Queens Wharf and Neville Boner Bridge Brisbane
Queens Wharf and Neville Boner Bridge Brisbane — Photo: King Eliot | CC0

Queen's Wharf, Brisbane

Brisbane central business districtBuildings and structures in BrisbaneCasino hotels in QueenslandTourist attractions in BrisbaneNeo-futurist architecture in Australia
4 min read

Workers digging the foundations hit something nobody expected: electrical cables more than a century old, laid when Brisbane was wiring itself into the modern age. The discovery was a fitting overture. Queen's Wharf rises on the most layered patch of ground in the city, the riverbend where Queensland's colonial government first set up shop in the 1820s, and every basement they cut on the way down passed through somebody else's history. Six basements, in the end. Above them now stand two glass towers that curve toward each other like cupped hands, joined near the top by a steel deck slung a hundred metres over the water.

Building Down, Then Up

The demolition alone took more than a year. To clear the site, crews brought down the Executive Building, the tallest structure ever demolished in Queensland, along with the old Neville Bonner Building. Then the digging began. The Star Entertainment Group led the Destination Brisbane Consortium that won the tender in 2015, and Multiplex did the building, on a project that swelled past three billion dollars and slipped from 2022 to 2023 to 2024 as bad weather and the pandemic took their toll. The signature engineering moment came in September 2022, when a 175-tonne span of steel was raised overnight into the gap between the two curved towers. That span anchors the Sky Deck, which wraps 250 metres around the towers' upper reaches. Brisbane woke to find it floating there, a hundred metres up, where the day before there had been only air.

Keeping the Old Bones

The most demanding part of the project was not the towers but the past. The 12-hectare site holds nine heritage-listed buildings, including the former Government Printing Office, where federal soldiers seized the parliamentary Hansard in a notorious 1917 raid. Conservators describe it as the largest heritage project underway anywhere in Queensland, an effort to restore and reopen sandstone offices that illustrate generations of the old government precinct. That ambition drew sharp criticism too. Planting a casino resort on the historical heart of the city, steps from the seat of state power, struck many as the wrong use for such loaded ground. The development answers, in part, by handing seven and a half of its twelve hectares back to the public, threading a new mangrove walk along the river and opening the heritage buildings to anyone who wants to wander in.

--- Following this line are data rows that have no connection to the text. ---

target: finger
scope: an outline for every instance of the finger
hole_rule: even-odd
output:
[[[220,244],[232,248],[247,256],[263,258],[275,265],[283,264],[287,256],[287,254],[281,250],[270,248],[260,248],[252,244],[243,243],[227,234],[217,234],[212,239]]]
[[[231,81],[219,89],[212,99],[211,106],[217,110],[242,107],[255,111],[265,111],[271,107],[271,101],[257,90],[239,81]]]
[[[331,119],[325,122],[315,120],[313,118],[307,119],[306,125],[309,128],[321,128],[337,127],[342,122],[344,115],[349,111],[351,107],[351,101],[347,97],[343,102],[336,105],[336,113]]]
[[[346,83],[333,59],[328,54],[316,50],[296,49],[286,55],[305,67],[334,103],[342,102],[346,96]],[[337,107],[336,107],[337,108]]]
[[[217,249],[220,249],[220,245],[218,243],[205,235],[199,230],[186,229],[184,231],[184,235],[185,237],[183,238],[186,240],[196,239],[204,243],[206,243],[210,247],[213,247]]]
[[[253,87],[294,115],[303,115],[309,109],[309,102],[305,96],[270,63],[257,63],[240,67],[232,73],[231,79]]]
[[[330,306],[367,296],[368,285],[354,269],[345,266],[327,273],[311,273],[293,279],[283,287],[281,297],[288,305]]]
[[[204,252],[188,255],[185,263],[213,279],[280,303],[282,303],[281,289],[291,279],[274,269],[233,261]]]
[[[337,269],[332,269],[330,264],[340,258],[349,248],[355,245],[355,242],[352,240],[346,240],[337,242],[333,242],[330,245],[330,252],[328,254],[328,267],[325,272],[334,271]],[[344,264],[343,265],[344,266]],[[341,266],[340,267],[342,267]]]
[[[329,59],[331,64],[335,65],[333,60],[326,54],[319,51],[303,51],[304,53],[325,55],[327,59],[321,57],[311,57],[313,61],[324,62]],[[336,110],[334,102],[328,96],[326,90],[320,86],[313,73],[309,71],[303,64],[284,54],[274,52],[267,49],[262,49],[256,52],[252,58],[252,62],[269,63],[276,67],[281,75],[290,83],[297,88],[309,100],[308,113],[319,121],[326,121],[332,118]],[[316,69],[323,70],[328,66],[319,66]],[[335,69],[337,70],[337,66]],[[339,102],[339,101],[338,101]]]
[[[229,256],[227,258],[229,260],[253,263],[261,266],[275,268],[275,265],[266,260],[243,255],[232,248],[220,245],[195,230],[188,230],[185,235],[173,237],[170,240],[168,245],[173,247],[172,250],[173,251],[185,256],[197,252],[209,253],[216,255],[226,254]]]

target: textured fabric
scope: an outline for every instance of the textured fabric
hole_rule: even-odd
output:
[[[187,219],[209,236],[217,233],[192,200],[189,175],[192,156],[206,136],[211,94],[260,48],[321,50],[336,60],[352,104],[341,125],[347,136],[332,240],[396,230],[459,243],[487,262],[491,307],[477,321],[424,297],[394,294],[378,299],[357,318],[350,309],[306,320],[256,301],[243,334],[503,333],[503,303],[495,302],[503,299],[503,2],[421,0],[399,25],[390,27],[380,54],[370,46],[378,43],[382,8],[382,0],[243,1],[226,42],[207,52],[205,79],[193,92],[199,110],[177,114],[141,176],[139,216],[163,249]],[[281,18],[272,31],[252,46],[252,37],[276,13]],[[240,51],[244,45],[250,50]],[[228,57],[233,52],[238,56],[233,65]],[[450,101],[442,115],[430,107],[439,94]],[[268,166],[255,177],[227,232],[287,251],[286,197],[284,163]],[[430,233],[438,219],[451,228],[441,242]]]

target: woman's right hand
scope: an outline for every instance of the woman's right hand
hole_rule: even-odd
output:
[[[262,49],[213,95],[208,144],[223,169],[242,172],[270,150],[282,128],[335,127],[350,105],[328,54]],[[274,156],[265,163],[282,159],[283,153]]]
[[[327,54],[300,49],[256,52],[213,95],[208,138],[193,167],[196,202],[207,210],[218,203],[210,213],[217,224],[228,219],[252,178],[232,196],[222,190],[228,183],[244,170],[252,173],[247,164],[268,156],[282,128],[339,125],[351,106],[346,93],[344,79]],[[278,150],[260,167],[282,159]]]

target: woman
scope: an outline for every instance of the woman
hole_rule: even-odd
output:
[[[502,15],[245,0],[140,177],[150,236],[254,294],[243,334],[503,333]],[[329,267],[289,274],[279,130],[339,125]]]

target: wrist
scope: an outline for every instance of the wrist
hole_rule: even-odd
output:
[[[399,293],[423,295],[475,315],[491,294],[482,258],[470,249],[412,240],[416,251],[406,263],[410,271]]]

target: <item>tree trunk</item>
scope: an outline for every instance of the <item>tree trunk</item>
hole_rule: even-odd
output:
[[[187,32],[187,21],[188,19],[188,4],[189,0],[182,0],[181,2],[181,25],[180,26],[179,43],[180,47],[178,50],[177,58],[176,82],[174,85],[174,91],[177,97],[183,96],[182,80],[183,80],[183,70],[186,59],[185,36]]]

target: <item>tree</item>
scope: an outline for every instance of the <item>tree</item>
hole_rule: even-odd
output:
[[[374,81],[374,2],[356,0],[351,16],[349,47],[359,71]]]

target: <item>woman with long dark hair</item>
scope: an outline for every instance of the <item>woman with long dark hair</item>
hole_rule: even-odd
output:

A Bridge With a Name That Matters

Reaching across the river to South Bank is the Neville Bonner Bridge, a 320-metre pedestrian span of mast, arch, and cable that opened in late August 2024. Its name carries weight. Neville Bonner, an elder of the Jagera people whose country includes this stretch of the Brisbane River, became in 1971 the first Aboriginal Australian to sit in the federal Parliament, and the following year the first elected to it by popular vote. To carry his name across the water at the very place his people have always known is a deliberate act of memory. Pedestrians crossing it move between the casino towers and the cultural precinct on the far bank, walking a line that the river's first custodians walked long before any wharf bore a queen's name.

The House Always Settles

The Star Brisbane opened to the public on 29 August 2024, the old Treasury Casino having closed its doors just days before. The five-star Star Grand hotel filled the two curved towers with 340 rooms and a facade studded with 350 lighting pillars that turn the building into a screen after dark. But the gamble cut both ways. Star Entertainment, squeezed by mounting debts and regulatory trouble, spent the following year fighting to stay solvent, and in August 2025 sold its entire stake in the development to its partners Chow Tai Fook and Far East Consortium. The precinct that took nearly a decade to build outlasted the company that built it, a reminder that on this riverbend, governments and fortunes have always come and gone while the water keeps its slow bend toward the sea.

From the Air

Queen's Wharf sits at 27.474 degrees south, 153.025 degrees east, on the western bank of the Brisbane River as it loops through the central business district. From the air the two curved towers of The Star Brisbane and the Sky Deck slung between them are unmistakable, with the slender mast-and-cable Neville Bonner Bridge reaching across the water to the green strip of South Bank. Brisbane Airport (ICAO YBBN) lies roughly 12 kilometres to the northeast; Archerfield (YBAF), Brisbane's general-aviation field, is about 11 kilometres to the southwest. The river itself is the clearest navigation reference. Brisbane's subtropical climate brings clear winter skies but afternoon storms and haze in the summer wet season, so morning light gives the cleanest view of the towers and the curve of the river beneath them.